Par une décision rendue le 15 juillet 2025, le Conseil d’État précise l’étendue du pouvoir de modulation des pénalités contractuelles par le juge administratif. Un établissement public a conclu en mai 2016 deux marchés de fournitures portant sur la livraison de denrées alimentaires avec une société. En raison d’une hausse importante des cours mondiaux de la matière première, la société a sollicité sans succès une modification des conditions contractuelles. L’établissement public a alors émis des titres de perception pour des pénalités de retard suite au défaut de livraison des marchandises prévues. La société a saisi le tribunal administratif de Montreuil qui a rejeté sa demande d’annulation de ces titres le 28 octobre 2021. La cour administrative d’appel de Paris a ensuite rejeté l’appel formé contre ce jugement par un arrêt rendu le 5 mars 2024. Le juge de cassation doit déterminer si la faute de l’acheteur public lors de l’exécution peut justifier une modération souveraine des pénalités. Le Conseil d’État annule l’arrêt d’appel et décide de réformer le montant des pénalités en raison de la responsabilité partagée des parties. L’analyse portera d’abord sur la soumission aux pénalités contractuelles avant d’étudier la mise en œuvre du pouvoir de modulation du juge.
I. La soumission rigoureuse aux stipulations contractuelles relatives aux pénalités
A. Le principe de l’application automatique des clauses de pénalités
Le juge rappelle que les pénalités ont pour objet de « réparer forfaitairement le préjudice » causé par le non-respect des obligations par le cocontractant. Elles sont exigibles par le seul constat de l’inexécution contractuelle, sans que l’administration n’ait besoin de démontrer l’existence d’un préjudice réel. La Haute juridiction souligne que les clauses doivent en principe être appliquées strictement par le juge du contrat saisi d’un litige. Le titulaire ne peut valablement soutenir que le préjudice subi est inférieur au montant des pénalités prévues par les documents contractuels.
B. L’éviction des moyens tendant à l’exonération totale de la société
La décision écarte l’existence d’une force majeure malgré l’augmentation sensible du cours mondial du thon entre la conclusion et l’exécution du marché. Cette hausse des prix ne présentait pas un « caractère d’irrésistibilité » rendant impossible l’exécution des obligations par la société au regard de ses moyens. Par ailleurs, l’absence d’une clause de révision des prix pourtant obligatoire ne constitue pas un vice d’une particulière gravité justifiant d’écarter le contrat. Le litige doit être réglé sur le terrain contractuel même si le contenu du marché s’avère illégal au regard du code. Cette rigueur contractuelle est toutefois tempérée par la reconnaissance d’une faute de l’acheteur public permettant d’ajuster le montant de la sanction.
II. La consécration d’un pouvoir de modulation fondé sur le comportement de l’acheteur
A. L’influence de la faute de l’acheteur sur la gravité de l’inexécution
Le Conseil d’État relève que l’établissement public a refusé toute modification du contrat malgré des difficultés d’approvisionnement résultant d’évènements imprévisibles. En s’abstenant d’insérer une clause de révision imposée par la réglementation, l’acheteur a « contribué à la placer en situation de ne pas pouvoir respecter ». Cette attitude fautive de la personne publique constitue une circonstance de nature à « atténuer la gravité de l’inexécution » reprochée à l’entreprise.
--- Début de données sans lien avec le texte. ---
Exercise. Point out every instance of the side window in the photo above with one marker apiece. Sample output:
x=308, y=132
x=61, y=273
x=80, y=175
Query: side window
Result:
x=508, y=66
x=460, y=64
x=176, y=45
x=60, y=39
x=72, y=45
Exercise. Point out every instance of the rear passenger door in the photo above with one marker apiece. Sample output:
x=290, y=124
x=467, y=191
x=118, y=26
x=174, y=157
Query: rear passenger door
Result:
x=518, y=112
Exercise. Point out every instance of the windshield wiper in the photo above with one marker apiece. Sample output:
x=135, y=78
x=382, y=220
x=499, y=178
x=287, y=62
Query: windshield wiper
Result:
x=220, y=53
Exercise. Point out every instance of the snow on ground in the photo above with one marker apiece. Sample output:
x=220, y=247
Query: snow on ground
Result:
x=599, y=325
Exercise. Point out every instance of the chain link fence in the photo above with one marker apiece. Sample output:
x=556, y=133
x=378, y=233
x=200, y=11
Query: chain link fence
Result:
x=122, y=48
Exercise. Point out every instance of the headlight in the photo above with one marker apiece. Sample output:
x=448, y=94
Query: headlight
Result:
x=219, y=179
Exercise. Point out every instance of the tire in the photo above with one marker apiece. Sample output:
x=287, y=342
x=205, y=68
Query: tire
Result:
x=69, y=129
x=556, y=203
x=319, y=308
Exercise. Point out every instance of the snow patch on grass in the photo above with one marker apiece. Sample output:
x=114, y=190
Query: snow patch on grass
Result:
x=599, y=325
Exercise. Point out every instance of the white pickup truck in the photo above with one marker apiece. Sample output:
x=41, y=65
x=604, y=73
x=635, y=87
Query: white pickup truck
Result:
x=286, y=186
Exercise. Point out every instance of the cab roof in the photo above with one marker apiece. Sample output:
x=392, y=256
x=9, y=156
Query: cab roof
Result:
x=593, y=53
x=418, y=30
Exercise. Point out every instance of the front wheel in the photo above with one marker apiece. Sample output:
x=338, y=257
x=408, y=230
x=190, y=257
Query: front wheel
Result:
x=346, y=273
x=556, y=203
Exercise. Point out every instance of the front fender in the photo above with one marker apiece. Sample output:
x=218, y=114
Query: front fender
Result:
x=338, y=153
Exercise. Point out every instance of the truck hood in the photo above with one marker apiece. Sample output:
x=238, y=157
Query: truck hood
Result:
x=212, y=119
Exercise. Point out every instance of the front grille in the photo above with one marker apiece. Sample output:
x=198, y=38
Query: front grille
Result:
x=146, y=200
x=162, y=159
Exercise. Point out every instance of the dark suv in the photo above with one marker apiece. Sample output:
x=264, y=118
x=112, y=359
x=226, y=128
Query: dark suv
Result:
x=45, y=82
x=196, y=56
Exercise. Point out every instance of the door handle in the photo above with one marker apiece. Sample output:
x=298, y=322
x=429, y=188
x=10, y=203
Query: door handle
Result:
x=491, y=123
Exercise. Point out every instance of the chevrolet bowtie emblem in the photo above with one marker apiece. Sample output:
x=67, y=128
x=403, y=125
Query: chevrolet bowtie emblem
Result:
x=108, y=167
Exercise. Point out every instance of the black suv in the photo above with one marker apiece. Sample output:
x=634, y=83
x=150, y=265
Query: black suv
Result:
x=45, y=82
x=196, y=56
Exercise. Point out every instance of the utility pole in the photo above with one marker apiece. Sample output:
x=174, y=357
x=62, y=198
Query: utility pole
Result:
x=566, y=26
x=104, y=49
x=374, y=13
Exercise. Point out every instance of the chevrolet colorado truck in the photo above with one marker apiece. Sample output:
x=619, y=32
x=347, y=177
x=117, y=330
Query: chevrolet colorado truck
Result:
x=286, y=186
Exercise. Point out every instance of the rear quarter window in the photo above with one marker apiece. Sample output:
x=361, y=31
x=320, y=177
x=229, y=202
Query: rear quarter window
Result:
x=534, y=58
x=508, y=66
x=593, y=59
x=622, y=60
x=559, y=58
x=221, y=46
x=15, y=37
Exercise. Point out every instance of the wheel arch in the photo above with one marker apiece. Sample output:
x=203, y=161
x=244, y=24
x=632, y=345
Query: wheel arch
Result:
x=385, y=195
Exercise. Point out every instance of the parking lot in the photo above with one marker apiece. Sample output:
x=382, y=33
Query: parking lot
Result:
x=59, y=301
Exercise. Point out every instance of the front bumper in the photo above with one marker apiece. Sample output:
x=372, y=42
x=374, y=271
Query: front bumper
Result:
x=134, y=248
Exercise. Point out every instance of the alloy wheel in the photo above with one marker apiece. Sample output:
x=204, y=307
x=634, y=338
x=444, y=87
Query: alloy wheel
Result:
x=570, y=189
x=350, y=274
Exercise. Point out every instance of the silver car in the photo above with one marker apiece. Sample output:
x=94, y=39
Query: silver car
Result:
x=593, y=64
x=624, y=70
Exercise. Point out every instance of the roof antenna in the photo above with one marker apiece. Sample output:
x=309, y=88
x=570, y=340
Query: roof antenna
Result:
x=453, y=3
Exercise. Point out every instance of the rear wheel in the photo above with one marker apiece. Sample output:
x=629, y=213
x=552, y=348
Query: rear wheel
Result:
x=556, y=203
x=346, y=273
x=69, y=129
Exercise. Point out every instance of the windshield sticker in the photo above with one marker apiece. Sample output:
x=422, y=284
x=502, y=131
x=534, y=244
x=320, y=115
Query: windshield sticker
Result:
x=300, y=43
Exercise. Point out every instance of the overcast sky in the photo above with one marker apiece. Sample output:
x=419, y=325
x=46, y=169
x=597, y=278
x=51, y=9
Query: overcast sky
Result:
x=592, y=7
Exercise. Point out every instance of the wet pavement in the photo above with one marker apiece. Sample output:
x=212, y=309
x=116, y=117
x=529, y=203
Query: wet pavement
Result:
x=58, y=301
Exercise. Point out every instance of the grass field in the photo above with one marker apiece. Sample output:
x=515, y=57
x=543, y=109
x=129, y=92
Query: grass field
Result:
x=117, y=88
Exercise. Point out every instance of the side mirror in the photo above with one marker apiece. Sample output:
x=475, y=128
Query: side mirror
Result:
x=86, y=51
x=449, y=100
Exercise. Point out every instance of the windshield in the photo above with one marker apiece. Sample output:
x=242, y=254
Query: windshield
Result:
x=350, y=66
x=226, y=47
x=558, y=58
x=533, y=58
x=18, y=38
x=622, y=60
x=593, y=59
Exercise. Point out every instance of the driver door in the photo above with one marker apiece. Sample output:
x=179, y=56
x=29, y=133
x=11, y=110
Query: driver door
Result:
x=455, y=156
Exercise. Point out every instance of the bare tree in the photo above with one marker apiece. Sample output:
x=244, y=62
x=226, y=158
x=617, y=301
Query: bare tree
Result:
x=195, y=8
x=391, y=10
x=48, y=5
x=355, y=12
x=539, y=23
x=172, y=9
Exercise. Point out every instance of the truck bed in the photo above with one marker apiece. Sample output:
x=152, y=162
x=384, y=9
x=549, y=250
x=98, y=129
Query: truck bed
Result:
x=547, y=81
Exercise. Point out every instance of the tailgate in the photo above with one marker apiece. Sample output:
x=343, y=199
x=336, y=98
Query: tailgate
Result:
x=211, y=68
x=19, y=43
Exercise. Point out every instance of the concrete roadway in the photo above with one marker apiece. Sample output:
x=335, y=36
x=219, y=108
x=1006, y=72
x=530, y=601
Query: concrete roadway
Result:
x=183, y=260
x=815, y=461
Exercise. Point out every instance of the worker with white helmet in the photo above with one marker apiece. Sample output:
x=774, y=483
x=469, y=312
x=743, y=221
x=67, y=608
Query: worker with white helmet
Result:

Le comportement de l’administration durant l’exécution du contrat devient ainsi un critère essentiel pour apprécier le caractère excessif des sanctions pécuniaires.
B. La réduction souveraine du montant des pénalités manifestement excessives
Le juge administratif dispose du pouvoir exceptionnel de modérer les pénalités si elles atteignent un montant manifestement excessif eu égard au marché. Le magistrat doit rectifier la somme mise à la charge du titulaire dans la seule mesure qu’impose la correction du caractère excessif. En l’espèce, la faute commise par l’acheteur public justifie une réduction de moitié des pénalités initialement calculées selon les stipulations du contrat. La décharge partielle accordée à la société démontre la volonté du juge d’assurer un équilibre financier entre les parties lors de circonstances exceptionnelles. Cette solution renforce l’exigence de loyauté des relations contractuelles tout en préservant le caractère dissuasif des sanctions pour l’entreprise.